Antecedent site:

For Concord list:

Detail on carbon reduction and cost saving

First, the cost savings:

In-town generation of electricity saves both

  • transmission costs (to transport supplies from outside town), and
  • forward capacity charges (a regulatory fee to incent new generating capacity, but not charged if the supply is in-town).

These combined savings are estimated at about 8 to 9 cents a kWH. This lowers the 11 to 12 cents bid prices to a very attractive level, relative to other sources for the town’s electricity.

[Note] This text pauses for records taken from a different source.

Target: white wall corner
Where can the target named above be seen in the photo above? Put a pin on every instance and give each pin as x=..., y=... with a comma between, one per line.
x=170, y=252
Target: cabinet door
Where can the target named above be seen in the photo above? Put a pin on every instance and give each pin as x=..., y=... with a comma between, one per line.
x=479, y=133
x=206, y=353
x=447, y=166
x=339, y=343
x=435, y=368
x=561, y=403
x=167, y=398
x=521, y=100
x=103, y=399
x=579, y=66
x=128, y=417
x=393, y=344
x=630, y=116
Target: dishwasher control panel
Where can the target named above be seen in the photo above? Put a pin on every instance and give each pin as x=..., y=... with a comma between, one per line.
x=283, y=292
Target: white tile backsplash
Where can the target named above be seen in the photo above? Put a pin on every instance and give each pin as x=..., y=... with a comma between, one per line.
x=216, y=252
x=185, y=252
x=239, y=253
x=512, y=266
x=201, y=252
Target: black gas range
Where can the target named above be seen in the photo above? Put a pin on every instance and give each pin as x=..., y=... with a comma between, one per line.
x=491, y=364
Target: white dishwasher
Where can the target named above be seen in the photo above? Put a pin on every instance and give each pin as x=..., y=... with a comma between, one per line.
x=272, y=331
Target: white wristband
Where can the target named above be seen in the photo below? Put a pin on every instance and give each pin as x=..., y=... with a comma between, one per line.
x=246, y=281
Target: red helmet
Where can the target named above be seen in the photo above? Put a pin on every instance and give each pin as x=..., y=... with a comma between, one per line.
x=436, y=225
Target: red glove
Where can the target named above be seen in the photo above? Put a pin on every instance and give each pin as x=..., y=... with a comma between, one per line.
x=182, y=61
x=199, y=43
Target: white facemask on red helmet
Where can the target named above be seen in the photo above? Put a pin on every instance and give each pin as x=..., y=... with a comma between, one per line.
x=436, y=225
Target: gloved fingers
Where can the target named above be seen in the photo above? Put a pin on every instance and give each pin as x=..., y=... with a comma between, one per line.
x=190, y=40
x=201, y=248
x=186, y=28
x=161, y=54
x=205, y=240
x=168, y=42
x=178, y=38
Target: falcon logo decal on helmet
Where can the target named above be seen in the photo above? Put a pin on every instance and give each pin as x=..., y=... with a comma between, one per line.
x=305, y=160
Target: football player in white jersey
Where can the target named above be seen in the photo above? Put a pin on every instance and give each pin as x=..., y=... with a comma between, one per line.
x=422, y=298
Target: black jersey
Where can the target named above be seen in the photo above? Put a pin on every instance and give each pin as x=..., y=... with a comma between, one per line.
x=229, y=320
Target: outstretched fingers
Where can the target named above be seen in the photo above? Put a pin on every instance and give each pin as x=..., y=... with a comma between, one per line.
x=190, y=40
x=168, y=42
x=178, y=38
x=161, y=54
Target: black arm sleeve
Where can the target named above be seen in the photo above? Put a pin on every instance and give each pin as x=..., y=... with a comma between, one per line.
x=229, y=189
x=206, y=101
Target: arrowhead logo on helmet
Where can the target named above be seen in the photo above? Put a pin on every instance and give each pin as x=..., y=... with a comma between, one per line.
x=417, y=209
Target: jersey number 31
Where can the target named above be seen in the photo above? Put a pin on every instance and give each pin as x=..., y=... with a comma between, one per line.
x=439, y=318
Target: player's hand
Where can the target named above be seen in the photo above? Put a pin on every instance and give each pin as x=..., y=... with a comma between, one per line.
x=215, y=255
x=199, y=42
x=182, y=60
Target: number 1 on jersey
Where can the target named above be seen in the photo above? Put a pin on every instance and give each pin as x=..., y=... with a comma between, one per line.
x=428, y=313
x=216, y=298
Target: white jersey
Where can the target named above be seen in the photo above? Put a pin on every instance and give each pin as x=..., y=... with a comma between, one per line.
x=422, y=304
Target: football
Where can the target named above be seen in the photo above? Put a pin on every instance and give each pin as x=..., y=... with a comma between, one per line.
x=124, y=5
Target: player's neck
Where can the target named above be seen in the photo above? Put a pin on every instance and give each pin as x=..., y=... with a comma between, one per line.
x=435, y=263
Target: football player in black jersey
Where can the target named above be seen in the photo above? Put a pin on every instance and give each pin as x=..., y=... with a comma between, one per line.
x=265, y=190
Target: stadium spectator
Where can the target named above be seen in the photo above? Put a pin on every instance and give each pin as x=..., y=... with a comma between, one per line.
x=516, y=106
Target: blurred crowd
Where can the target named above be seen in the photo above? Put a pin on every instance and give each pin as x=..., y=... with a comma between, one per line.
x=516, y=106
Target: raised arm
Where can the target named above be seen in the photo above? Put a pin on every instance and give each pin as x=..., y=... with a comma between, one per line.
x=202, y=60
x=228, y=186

But this attractive price is only on the Tioga portion, a quite small part of Concord’s need, perhaps half a percent if the Ammendolia land should prove to be off the table. Despite the dramatically low 'cents per kWH' price, the saving in fact is not significant.

There would be an additional cost saving from the Tioga bid. The level of Concord’s ‘peak demand’ is fixed annually – typically on some afternoon in June, July or August. That peak demand moment determines what will be the two cost elements above, for the next year, that is both transmission costs and capacity charges. Solar should lower that peak demand – that is, the max demand Concord places on external transmission and on external capacity. The consequent saving on the capacity charge is across, not just the Tioga portion, but all of Concord's energy purchases.

But this latter saving from peak reduction is certainly not as large, for instance, as the $2.3 million lost by not locking in the Morgan Stanley project. In fact at the Selectmen's hearing Sep 27, that savings amount was testified to be $125 thousand per MW of reduced peak. With no more than half a MW reduction anticipated now, there are perhaps $65 thousand projected savings on forward capacity charges. That amount is in the context of roughly $20 million in total CMLP energy purchases annually – less than a third of a percent.

Thus there are cost savings in these two ways. But the savings for transmission cost on perhaps half a percent of electricity is quite small. The savings potential from reduced demand is not material at CMLP's scale.

(It is also important to note that savings on demand reduction, to lower the forward capacity charge, could become more material for us some years in the future. Then there might be a fortunate confluence of lower capital costs for solar and our need to use solar for reducing peak demand.)

Now, carbon reduction:

If the Tioga bid is accepted, that will cause investment in solar technology. Solar technology is about twice as expensive per unit of output as other available renewable options. (The prior solar site documents this cost differential verifiably.) So:

A dollar directed to solar will fail to reduce twice the carbon that the dollar might otherwise have reduced, applied to other renewables. In Concord’s case:

By one established conversion factor (957 lbs/MWH), the projected Tioga output for one year, all parcels, (3,733,228 kWH) would remove 1,950 tons of carbon. By going with Tioga, all parcels, Concord will fail to reduce an equal amount, another 1,950 tons of carbon annually

Concord has entirely within its power whether it acts responsibly for the environment.